Puede haber una situación sin variación en algunas épocas de la historia y quizá también de la prehistoria que se dan por el aislamiento y la suerte, que algunos llamamos providencia. Las cosas de Dios si fueran comprensibles no provendrían de Él.
Ellos, como hemos dicho, se aprestaban a vivir allí siempre y de la misma manera. Sabemos que esto no implica la monotonía de la igualdad o la vaciedad de una tautología. Y nosotros, con riesgo, queremos ver adonde para tanta mismidad. El hecho es que el subir a la loma siempre les parecerá mágico a lo largo de su vida, la cual no será vista nunca como una sucesión (que al cabo de allí procede la igualdad) sino como un crecimiento hacia el origen. Y cada primavera será la primera con sus brotes que si bien son explicados por las ciencias biológicas ahora con precisión nunca dejarán de ser algo divino como lo sintieron los amigos de la belleza pura en Jonia, amistad que culminó en la ENTELEQUIA , en la perfección del fin, en vista del cual todo ha sido hecho y es el SKOPOS de la entera PHYSIS.
Flora y Florencio sin duda se sumergieron en una soledad apacible pero no sin compañía, a la cual le fueron dando el aliento de su pureza creciente en la comprensión del fin que rige la naturaleza entera y ellos mismos con la ayuda de la gracia haciéndose templos del Espíritu Santo, cosa que no debería ser excepcional pero que dadas las circunstancias de esta edad del mundo lo es.

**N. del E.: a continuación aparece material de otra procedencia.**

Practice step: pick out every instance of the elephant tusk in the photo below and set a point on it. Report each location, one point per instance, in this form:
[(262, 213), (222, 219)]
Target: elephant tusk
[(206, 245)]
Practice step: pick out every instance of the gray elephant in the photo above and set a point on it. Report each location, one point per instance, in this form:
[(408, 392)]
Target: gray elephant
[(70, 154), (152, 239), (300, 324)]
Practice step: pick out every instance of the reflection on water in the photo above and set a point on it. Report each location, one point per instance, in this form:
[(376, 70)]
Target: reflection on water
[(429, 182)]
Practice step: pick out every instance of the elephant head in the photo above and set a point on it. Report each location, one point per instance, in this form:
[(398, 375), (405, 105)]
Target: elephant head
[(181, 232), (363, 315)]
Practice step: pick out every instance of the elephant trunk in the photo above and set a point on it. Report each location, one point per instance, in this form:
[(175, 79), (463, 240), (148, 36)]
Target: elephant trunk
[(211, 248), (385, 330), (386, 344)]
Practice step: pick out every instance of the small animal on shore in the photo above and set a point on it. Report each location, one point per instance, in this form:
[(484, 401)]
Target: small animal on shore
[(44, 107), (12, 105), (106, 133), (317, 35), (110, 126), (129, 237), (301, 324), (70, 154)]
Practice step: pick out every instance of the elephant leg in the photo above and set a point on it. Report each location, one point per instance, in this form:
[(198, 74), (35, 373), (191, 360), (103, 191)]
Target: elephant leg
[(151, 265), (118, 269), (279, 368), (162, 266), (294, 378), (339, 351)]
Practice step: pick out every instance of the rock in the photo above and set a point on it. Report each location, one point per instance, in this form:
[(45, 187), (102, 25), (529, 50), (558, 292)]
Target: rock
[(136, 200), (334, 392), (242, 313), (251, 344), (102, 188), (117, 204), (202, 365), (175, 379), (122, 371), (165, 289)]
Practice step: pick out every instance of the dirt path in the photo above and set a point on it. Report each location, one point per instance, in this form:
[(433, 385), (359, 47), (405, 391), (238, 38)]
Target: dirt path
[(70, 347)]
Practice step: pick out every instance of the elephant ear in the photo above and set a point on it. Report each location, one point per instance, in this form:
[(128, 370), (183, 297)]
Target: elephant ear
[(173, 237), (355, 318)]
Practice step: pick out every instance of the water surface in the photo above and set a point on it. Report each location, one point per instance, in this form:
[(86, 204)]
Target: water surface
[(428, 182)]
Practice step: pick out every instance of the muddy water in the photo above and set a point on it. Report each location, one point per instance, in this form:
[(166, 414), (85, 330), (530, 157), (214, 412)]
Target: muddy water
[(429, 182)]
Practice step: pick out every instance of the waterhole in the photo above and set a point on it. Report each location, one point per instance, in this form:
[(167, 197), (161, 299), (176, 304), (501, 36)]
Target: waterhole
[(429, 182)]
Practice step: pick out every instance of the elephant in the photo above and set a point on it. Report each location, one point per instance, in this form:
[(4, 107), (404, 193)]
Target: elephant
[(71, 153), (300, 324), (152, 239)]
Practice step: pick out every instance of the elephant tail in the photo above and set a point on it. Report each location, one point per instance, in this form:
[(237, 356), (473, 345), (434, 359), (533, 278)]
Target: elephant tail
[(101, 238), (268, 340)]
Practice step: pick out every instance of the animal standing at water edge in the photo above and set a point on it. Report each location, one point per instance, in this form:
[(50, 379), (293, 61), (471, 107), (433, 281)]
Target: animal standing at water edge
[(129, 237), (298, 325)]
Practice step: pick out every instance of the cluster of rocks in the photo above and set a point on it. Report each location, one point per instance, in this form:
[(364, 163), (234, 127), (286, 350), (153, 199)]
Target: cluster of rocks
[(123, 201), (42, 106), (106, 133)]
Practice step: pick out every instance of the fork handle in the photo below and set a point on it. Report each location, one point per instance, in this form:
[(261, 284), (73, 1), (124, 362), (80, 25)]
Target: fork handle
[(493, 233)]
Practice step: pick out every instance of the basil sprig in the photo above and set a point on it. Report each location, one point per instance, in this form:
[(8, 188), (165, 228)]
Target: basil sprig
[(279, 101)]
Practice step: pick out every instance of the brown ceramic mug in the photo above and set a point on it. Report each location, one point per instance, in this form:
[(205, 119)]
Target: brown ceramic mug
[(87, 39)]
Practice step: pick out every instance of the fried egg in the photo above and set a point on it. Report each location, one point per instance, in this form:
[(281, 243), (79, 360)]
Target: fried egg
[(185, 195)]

Nosotros los seguimos pues hasta su hogar y sus tareas internas que eran para ellos la quintaesencia de la realidad en la cual se encuentran los hombres y que ellos agradecían hora tras hora. El haberse casado y llegar del desayuno al almuerzo y desde allí a la cena lo veían y sentían como el mismo paraíso ya que no sólo no esperaban otra cosa sino que les parecía increíble que ellos fueran los artífices de su propio hogar, donde suele decirse que debajo de mi manto al rey mato. Uno allí es rey y cuando se tuvo la dicha de haber recibido el don que recibieron de su tío se dio una condición fundamental de aquello que algunos hombres tuvieron antes de la historia en la soledad del aislamiento entre montañas, otros en la historia eludiendo la opresión de la misma y otros quizá tendrán en el futuro de modos ahora impensables.
El hecho de no tener ocasión de divertirse, de salir o tener variadas expectativas aseguraba este gozo simple en un espacio de absoluta libertad que puede antojársele a muchos como prisión ¡Y de hecho las gentes de la ciudades modernas lo dicen!
Para ellos el cielo puro y absoluto se hará una necesidad total, junto al árbol, la sierra, y todas las criaturas que acompañan con su diario regocijo este escenario natural. Ellos no pensaban en futuro alguno, sino que,despegados de los hombres de las ciudades, se posesionaron de ese presente y nunca más lo soltaron.
Así ese almuerzo que les tocaba aquel día era “todos los almuerzos de su vida”: con un mismo hilo se tejía el tapiz de sus vidas como los versos de un mismo poema. Si eran fieles en lo poco pasarían al gozo de su Señor, que todavía ojo no vio ni oído oyó.
Y Flora le hizo aquel arroz siempre esperado y muchísimas veces comido con devoción en la cocina donde la vida se hacia verderamente vida.